Cape Town, South Africa

Cape Town, South Africa
Serving it up at Manenberg Primary!

Thursday, October 27, 2016

Feeling heavy: A reminder of why school lunches exist

Hi everyone! I am writing my last post while in Croatia, and then it is off to Serbia! I’ll be making a pit stop in Plitvice Lakes, one of eight national parks in Croatia. Here is what it looks like below:

[So gorgeous!]

Amidst the beauty of Croatia, I have been growing increasingly uneasy while doing research on the US NSLP. Why? Read on to see why. This will be a short post, as I don’t want the main message to be diluted by multiple thoughts/threads.

The US National School Lunch Program: A Reminder of the Polarization of Wealth and Poverty
I came across a data set recently on America’s school lunch participation over the last 50 years, as well as the percentage of meals that are free/reduced price. This is what the data set looks like:

I’m a visual person, so I put this data into a graph.

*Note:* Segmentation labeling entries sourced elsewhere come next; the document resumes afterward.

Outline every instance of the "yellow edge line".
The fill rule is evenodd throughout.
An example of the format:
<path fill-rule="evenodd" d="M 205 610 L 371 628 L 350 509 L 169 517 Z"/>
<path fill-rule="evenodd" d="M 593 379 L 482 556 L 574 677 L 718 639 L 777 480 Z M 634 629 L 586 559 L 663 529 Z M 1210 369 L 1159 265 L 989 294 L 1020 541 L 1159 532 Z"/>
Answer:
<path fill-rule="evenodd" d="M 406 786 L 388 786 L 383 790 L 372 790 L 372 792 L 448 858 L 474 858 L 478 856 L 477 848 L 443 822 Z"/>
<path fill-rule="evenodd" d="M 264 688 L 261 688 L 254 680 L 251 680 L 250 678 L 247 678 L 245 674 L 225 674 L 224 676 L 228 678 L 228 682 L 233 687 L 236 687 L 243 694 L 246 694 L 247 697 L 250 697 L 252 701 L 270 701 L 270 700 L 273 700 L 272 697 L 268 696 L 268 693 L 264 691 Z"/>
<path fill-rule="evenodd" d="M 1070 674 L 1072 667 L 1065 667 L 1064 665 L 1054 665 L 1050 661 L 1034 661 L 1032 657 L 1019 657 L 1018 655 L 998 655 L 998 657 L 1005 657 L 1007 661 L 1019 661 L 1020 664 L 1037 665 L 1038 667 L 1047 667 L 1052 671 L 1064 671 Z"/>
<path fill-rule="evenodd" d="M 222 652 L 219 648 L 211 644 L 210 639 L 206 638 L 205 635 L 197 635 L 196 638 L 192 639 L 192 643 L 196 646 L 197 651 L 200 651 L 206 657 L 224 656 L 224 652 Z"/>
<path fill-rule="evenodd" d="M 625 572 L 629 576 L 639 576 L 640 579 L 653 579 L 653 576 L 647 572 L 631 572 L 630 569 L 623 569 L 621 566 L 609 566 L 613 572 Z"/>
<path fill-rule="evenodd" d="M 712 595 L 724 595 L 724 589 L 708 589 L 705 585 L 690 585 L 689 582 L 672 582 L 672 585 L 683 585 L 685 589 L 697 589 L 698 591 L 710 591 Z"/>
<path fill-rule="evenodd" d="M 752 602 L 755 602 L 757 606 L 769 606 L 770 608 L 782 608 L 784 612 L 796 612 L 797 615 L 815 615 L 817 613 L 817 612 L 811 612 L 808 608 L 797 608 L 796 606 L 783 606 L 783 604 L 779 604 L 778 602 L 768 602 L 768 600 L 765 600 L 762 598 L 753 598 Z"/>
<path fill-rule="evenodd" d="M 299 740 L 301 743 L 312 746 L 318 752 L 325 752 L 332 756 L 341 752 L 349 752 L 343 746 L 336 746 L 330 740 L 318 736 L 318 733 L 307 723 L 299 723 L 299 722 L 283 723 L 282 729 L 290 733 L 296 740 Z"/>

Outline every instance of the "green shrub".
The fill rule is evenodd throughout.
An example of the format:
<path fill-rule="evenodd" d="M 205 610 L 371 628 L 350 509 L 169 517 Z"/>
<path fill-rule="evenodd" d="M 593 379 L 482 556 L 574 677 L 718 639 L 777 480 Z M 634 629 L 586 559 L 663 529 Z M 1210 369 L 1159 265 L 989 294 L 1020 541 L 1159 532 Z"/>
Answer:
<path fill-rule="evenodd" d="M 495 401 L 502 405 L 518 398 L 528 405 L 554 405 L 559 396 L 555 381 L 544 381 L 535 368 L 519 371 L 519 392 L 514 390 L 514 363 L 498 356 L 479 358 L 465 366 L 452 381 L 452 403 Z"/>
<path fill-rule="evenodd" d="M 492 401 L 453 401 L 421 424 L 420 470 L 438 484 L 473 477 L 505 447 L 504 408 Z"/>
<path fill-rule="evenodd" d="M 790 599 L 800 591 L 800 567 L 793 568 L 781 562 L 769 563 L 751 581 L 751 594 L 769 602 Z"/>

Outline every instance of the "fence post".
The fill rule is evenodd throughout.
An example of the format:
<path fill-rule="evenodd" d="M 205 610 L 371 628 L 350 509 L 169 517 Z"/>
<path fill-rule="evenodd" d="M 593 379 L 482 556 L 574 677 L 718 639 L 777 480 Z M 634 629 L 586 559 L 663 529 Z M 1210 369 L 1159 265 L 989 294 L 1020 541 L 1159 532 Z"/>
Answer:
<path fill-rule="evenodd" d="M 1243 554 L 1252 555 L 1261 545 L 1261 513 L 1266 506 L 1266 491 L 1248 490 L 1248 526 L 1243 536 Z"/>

The blue line represents total participation (millions) over time, the red line represents the total number of free/reduced price meals (millions) in the program over time. So, the blue shaded area - the area between the red and blue lines - represents the number of meals that are not subsidized by the government. This space - the number of meals that are being purchased at full price - is shrinking. The number of families who are able to afford lunch is decreasing. Financial stability is decreasing.

This is a graph of America’s poverty level throughout time. Poverty is rising, which correlates with the rise in the number of free/reduced price meals in the NSLP. It is important to note, however, that many families are above the poverty line but are still struggling to make ends meet. These families are not recognized in this graph, but their children likely receive free/reduced price meals at school.

My inner tension

Here is where I am feeling heavy. I have the invaluable opportunity to study these programs abroad - to see how the American program can be improved, to see how other countries’ programs relate. However, the improvement of the NSLP is inherently tied to the notion that its consumers are struggling financially. In order for me to do my research, I rely on hungry American children - children who don’t have access to nutritious food (or food at all). I want the NSLP to serve its students in the best way possible … but I would wish away the NSLP’s existence if that means all children have enough food at home.

Yes, I am proud of how the NSLP serves American children, and its nutritional quality is improving! But on days like these, my heart is burdened by the reality of my research.